A friend (and former co-worker) of mine recently had a baby. Well, his wife had the baby but he's acting like he did! Even though he's no longer at the firm, we keep in touch and I promised him when the baby was born thatI would make her a little something. I waited until after the birth to start because even though they were expecting a girl, I wanted to be certain before I made something girly.
When I told him that something would be coming his way soon, he said that if I hadn't started yet, could I make it something in a slightly larger size because "they have about 3,000 variations of pink in infant to 3 months." Not a problem - the one baby girl pattern (Burda 9680) I have is an older Burda, with two dress variations, a long sleeve with a straight hem and a sleeveless pinafore with a scalloped hem. I loved the hem scallops and the sleeve variation would depend on how much fabric I had.

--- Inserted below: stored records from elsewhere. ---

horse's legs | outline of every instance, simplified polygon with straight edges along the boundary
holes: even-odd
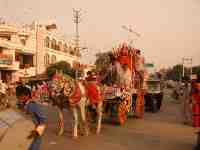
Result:
[[[64,115],[63,115],[63,111],[60,108],[58,108],[58,113],[59,113],[59,128],[60,128],[58,135],[63,135],[63,133],[64,133]]]
[[[72,108],[73,116],[74,116],[74,131],[73,131],[73,137],[78,137],[78,110],[77,107]]]
[[[99,103],[97,105],[97,116],[98,116],[98,122],[97,122],[97,131],[96,134],[99,134],[101,131],[101,121],[102,121],[102,115],[103,115],[103,102]]]
[[[79,103],[79,108],[80,108],[80,112],[81,112],[81,119],[84,125],[84,129],[85,129],[85,134],[88,136],[89,135],[89,128],[88,128],[88,124],[86,121],[86,97],[82,97],[81,101]]]

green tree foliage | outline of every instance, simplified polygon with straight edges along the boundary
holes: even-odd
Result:
[[[167,80],[179,81],[183,74],[183,65],[175,65],[173,68],[169,68],[166,72]]]
[[[71,65],[65,61],[60,61],[55,64],[50,65],[46,69],[46,73],[48,77],[52,77],[57,71],[61,71],[64,74],[67,74],[71,76],[72,78],[75,78],[76,76],[76,70],[71,67]],[[80,74],[80,71],[79,71]]]

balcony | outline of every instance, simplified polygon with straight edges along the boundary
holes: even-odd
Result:
[[[2,70],[19,70],[18,61],[2,61],[0,60],[0,69]]]

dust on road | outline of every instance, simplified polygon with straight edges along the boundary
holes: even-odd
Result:
[[[146,113],[144,119],[130,118],[125,126],[103,124],[101,135],[71,139],[72,118],[65,112],[66,132],[56,135],[57,113],[49,110],[49,126],[42,150],[191,150],[195,143],[193,128],[182,125],[180,104],[167,95],[162,110]]]

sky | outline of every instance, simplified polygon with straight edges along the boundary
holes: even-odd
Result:
[[[95,53],[133,40],[146,62],[167,67],[192,57],[200,65],[200,0],[0,0],[0,14],[10,22],[57,23],[68,38],[75,35],[73,8],[81,8],[79,26],[83,62]],[[138,38],[122,25],[131,25]]]

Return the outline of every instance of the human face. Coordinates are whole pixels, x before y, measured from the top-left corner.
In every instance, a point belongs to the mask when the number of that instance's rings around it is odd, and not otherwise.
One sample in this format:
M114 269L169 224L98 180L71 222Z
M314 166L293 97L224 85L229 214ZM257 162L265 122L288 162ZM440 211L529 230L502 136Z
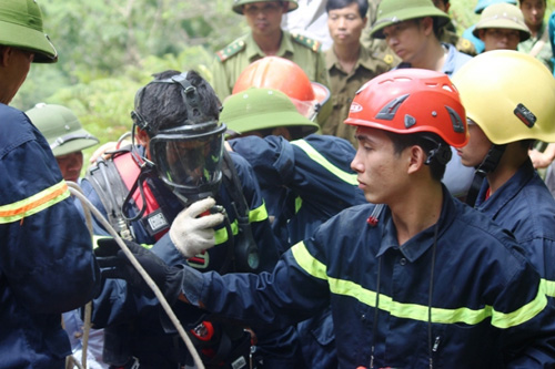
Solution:
M243 6L243 14L254 35L281 34L281 19L285 7L280 1L252 2Z
M3 88L0 91L0 102L9 104L26 81L34 53L11 47L0 47L0 54L8 78L2 81Z
M77 182L83 167L83 153L75 151L67 155L56 156L56 161L60 172L62 172L63 180Z
M516 50L521 42L521 32L505 28L488 28L480 30L480 39L484 42L484 50Z
M418 20L410 19L383 29L385 41L403 62L412 63L423 52L426 35Z
M361 18L356 2L342 9L330 10L327 13L327 28L335 44L359 44L366 21L367 18Z
M456 152L461 156L464 166L478 166L492 147L492 142L485 135L484 131L468 120L468 143L464 147L457 147Z
M545 16L545 0L521 0L524 22L531 30L537 30L542 25Z
M398 201L410 185L406 171L408 148L395 153L390 137L375 129L357 127L356 140L359 148L351 168L357 174L359 188L364 192L366 201L389 205Z

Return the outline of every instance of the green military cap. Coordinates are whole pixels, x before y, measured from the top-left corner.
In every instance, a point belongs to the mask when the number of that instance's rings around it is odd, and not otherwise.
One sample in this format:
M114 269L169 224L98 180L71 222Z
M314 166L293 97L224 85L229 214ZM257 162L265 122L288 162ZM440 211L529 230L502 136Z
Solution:
M82 151L99 143L65 106L39 103L26 114L47 139L54 156Z
M317 131L319 125L304 117L286 94L272 89L250 88L223 102L220 120L238 134L278 127L297 129L297 136Z
M524 16L521 9L509 3L494 3L484 9L472 34L478 38L478 30L490 28L517 30L521 33L521 42L529 39L529 30L526 23L524 23Z
M253 2L274 2L276 0L233 0L233 11L238 14L243 13L243 6ZM279 2L287 2L287 12L299 8L296 0L278 0Z
M385 39L383 29L410 19L432 17L437 25L443 27L450 21L442 10L437 9L432 0L382 0L377 6L377 19L370 31L371 37Z
M0 0L0 44L34 52L34 62L53 63L58 52L42 30L36 0Z
M474 8L474 12L476 14L481 14L484 9L486 9L490 6L493 6L494 3L500 3L500 2L506 2L506 3L512 3L516 6L516 0L478 0L478 3L476 4L476 8Z

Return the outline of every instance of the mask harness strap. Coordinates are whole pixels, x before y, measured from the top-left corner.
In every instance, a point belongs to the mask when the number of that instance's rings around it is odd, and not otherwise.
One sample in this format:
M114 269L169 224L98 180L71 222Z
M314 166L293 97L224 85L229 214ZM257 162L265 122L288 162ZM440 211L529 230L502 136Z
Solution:
M474 172L474 180L472 181L471 188L468 189L468 194L466 195L466 204L474 207L476 204L476 199L478 197L480 188L482 187L482 183L484 182L485 176L488 173L492 173L500 164L501 157L505 152L507 145L495 145L493 144L490 151L487 152L484 161L478 165L476 171Z

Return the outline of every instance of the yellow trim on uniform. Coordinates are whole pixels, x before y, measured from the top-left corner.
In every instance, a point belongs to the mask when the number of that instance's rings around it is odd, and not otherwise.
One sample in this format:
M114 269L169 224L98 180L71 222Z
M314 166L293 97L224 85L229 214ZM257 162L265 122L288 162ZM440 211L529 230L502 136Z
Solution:
M105 238L113 238L112 236L104 236L104 235L93 235L92 236L92 248L99 248L99 240L100 239L105 239ZM151 249L152 247L154 247L154 245L150 245L150 244L139 244L141 245L142 247L147 248L147 249Z
M309 155L314 162L322 165L327 172L332 173L343 182L349 183L350 185L357 186L359 182L356 181L356 174L347 173L345 171L340 170L332 163L330 163L322 154L320 154L314 147L312 147L306 141L297 140L291 142L293 145L297 146L302 151Z
M299 211L301 211L302 206L303 206L303 199L301 198L301 196L296 196L295 197L295 214L299 213Z
M266 204L262 203L256 208L250 209L249 211L249 222L262 222L268 219L268 209L266 209Z
M353 297L356 300L375 308L376 293L362 287L351 280L331 278L326 275L326 266L316 260L306 249L303 242L291 248L295 262L301 268L314 278L327 280L330 291L335 295ZM554 286L551 285L553 288ZM518 326L542 311L547 305L545 296L546 281L541 280L537 296L534 300L512 312L501 312L491 306L482 309L470 309L461 307L457 309L444 309L432 307L432 322L477 325L481 321L492 318L492 326L506 329ZM553 291L553 290L552 290ZM428 321L428 307L426 305L403 304L393 300L390 296L380 294L380 309L390 312L392 316L404 319Z
M555 297L555 281L545 280L545 295L549 297Z
M249 211L249 223L263 222L265 219L268 219L268 211L265 203L262 203L262 205L260 205L259 207ZM233 221L233 223L231 224L231 232L233 233L234 236L239 234L238 219ZM216 229L214 237L215 237L215 245L221 245L225 243L229 239L226 228L223 227Z
M0 224L20 221L70 197L65 181L17 203L0 206Z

The other night I finally got around to starting. Since none of the fabrics in my stash are really baby-type fabric, I thought I was going to have to buy something, but then I started digging through my bags of thrift-store purchases and clothes that I had given up wearing and came up with something perfect. Not only is it a recycling project, but the fabric is all the softer for little Madeleine because I've washed and worn it for years.
Once upon a time it was a sundress from April Cornell, a vaguely Liberty-ish floral in lavender and pale blue. (See, Kevin, NOT pink!). It's hard to see in the photos, but the dress front was tiny pintucks. I laid out my pattern pieces and found out that I could take advantage of the pintucks for the front of the baby dress. Additionally, I could re-use the button back of the dress rather than inserting the zipper that Burda recommended. A zipper in a baby dress? Really?
There was plenty of skirt fabric to make the scalloped skirt pieces, and enough left to put aside for contrast cuffs and collar band for a shirt for Mario one of these days.
For the trim, I dug deep into the trim stash - several plastic tubs of assorted frilly that I've been accumulating for decades - and came up with the lace for the them and the cotton trim for the neckline, waist and the tops of the hem scallops.
This project literally took me 2 hours from start to finish and came completely from stash. Not only is it cute, but it's environmentally friendly.